The latest Consumer Price Index released by the Bureau of Labor Statistics Wednesday morning showed prices rose at least 6.2% between October 2020 and October 2021. That’s the largest year-over-year increase in more than 30 years. The CPI reports prices rose nearly 1% in a single month, from September 2021 to October 2021.
November 10, 2021
Some of the most critical goods and services show the biggest price increases in this new dataset. For example, energy prices rose a whopping 30% year over year. Food prices rose 5.3%, gas rose nearly 50%, used cars rose 26.4%, and so on.
BREAKING: U.S. inflation was up 6.2% in October over a year ago. That’s the highest inflation in 31 years.— Heather Long (@byHeatherLong) November 10, 2021
Inflation was up 0.9% in Oct. alone, a much higher increase than 0.4% in Sept. and 0.3% in August.
Prices are rising for food, energy, shelter, used cars and new cars.

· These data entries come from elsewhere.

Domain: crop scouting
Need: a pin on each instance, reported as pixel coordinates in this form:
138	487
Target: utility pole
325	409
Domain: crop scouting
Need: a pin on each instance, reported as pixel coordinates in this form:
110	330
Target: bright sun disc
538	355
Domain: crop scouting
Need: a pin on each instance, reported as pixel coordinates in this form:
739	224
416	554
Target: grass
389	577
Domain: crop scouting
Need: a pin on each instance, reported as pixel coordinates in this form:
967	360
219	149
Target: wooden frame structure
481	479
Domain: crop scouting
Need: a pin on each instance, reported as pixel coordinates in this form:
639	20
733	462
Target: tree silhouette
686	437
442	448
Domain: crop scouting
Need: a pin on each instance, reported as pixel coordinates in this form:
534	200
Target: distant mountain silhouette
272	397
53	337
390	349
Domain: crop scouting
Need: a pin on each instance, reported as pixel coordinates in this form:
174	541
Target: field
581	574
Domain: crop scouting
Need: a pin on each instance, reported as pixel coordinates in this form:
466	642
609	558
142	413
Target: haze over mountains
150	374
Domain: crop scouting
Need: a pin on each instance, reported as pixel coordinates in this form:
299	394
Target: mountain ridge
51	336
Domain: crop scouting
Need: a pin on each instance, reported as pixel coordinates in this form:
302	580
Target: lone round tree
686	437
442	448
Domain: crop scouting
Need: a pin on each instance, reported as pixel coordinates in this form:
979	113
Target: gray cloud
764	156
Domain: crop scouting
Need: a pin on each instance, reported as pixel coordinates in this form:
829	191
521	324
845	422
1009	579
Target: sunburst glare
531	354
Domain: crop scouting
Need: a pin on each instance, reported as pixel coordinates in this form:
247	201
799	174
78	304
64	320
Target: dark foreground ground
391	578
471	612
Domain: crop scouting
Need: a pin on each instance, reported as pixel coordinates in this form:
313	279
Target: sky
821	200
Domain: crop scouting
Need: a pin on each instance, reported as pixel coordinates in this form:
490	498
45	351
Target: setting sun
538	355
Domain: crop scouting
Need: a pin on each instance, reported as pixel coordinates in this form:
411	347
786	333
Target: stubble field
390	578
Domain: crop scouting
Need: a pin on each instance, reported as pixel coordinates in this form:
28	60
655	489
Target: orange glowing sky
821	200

This all might sound abstract, but its importance for families can’t be understated. Before this latest dataset, inflation already cost the typical family $175 a month in increased prices. Now, it will be costing families even more.
Of course, the CPI is only one inflation metric of many, and others show more modest inflation levels. However, the CPI most closely tracks the goods and services typical consumers buy, such as food, showing the prices families care about the most are on the rise.

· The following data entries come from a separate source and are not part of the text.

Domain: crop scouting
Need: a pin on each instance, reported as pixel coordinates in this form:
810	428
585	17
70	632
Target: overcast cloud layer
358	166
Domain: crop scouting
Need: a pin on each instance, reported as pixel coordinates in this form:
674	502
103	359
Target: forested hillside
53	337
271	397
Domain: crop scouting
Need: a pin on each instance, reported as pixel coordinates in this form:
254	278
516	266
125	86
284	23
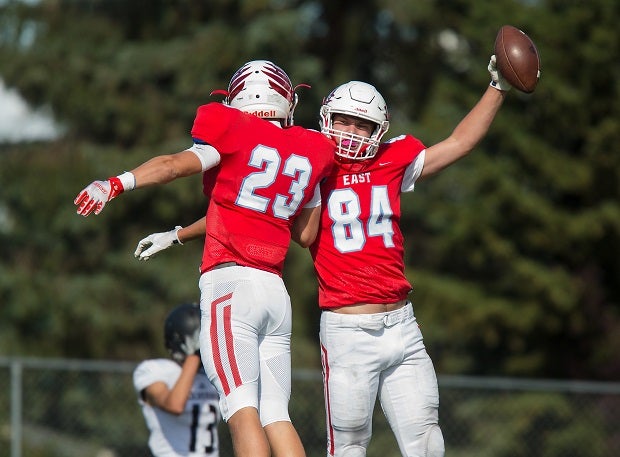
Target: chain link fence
71	408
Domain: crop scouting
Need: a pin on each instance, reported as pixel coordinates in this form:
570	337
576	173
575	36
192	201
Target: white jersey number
268	160
348	230
199	439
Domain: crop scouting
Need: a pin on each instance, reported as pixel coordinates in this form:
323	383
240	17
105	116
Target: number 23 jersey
358	253
265	177
192	433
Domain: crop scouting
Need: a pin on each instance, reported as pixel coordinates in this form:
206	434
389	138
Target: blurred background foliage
513	251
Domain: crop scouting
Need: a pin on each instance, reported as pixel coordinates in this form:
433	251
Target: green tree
512	251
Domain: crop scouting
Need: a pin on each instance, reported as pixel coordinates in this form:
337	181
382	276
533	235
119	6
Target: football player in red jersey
371	344
266	173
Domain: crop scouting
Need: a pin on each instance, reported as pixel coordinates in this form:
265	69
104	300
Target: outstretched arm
158	170
472	128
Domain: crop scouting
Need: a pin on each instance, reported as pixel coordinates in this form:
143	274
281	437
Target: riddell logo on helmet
264	113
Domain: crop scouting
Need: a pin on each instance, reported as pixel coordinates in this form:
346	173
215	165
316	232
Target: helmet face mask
262	88
361	100
182	322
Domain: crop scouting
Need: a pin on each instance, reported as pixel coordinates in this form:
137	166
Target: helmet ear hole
181	323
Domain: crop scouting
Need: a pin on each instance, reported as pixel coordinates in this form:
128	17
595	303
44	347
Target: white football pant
245	340
368	354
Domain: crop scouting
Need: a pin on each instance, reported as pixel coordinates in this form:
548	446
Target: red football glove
94	196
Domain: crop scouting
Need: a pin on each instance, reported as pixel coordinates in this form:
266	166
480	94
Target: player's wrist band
128	180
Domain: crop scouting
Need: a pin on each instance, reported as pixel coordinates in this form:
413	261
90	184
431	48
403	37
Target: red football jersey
266	176
358	253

The question arises: Who is to blame?
It’s good politics to blame the Biden administration. Indeed, many Republicans have used these concerning inflation increases to argue against the president’s plans to spend trillions on massive expansions of the welfare state and green-energy schemes. While these plans are indeed deeply flawed on many grounds, federal spending isn’t the main reason for the inflation problem — monetary policy is.

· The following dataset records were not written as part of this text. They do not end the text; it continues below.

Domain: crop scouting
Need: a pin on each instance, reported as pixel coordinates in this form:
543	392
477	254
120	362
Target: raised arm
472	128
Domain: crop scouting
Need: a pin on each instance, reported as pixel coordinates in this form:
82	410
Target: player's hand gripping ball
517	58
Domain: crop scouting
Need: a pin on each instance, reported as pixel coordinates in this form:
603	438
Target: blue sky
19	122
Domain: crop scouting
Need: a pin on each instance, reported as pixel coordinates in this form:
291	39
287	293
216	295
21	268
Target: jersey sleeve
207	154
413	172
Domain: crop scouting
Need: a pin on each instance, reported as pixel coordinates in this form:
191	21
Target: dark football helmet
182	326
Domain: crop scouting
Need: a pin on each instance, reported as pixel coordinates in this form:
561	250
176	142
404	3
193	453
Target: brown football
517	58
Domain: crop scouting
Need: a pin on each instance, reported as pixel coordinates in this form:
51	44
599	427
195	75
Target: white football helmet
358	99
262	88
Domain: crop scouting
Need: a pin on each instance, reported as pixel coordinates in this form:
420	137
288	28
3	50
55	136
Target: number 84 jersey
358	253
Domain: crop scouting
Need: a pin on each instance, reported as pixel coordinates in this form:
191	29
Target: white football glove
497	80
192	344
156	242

Citizens upset over inflation should not look at Congress but at the Federal Reserve, the central bank that controls U.S. currency.
“While the rate of inflation might differ from year to year due to aggregate supply or demand shocks, the long-run trend rate of inflation is ultimately determined by monetary policy,” economist William J. Luther told me in a recent interview. “The [Federal Reserve] can control inflation.”
To “stimulate” the economy amid the COVID-19 crisis, the Fed engaged in a massive expansion of money supply — basically, it (digitally) printed a bunch of new money. As my Foundation for Economic Education colleague Peter Jacobsen, an economist, has explained, “If more dollars chase the exact same goods, prices will rise.”
The below graph shows just how drastic the Fed’s money supply expansion has been:
Ultimately, rising prices of this magnitude represent a grave problem for millions of families. The temptation will be to blame President Joe Biden, who certainly has played at least some small part in this concerning trend. Yet, we won’t solve this problem until we concentrate our criticism on the real culprit behind our inflation malaise: the Fed and its reckless monetary policy.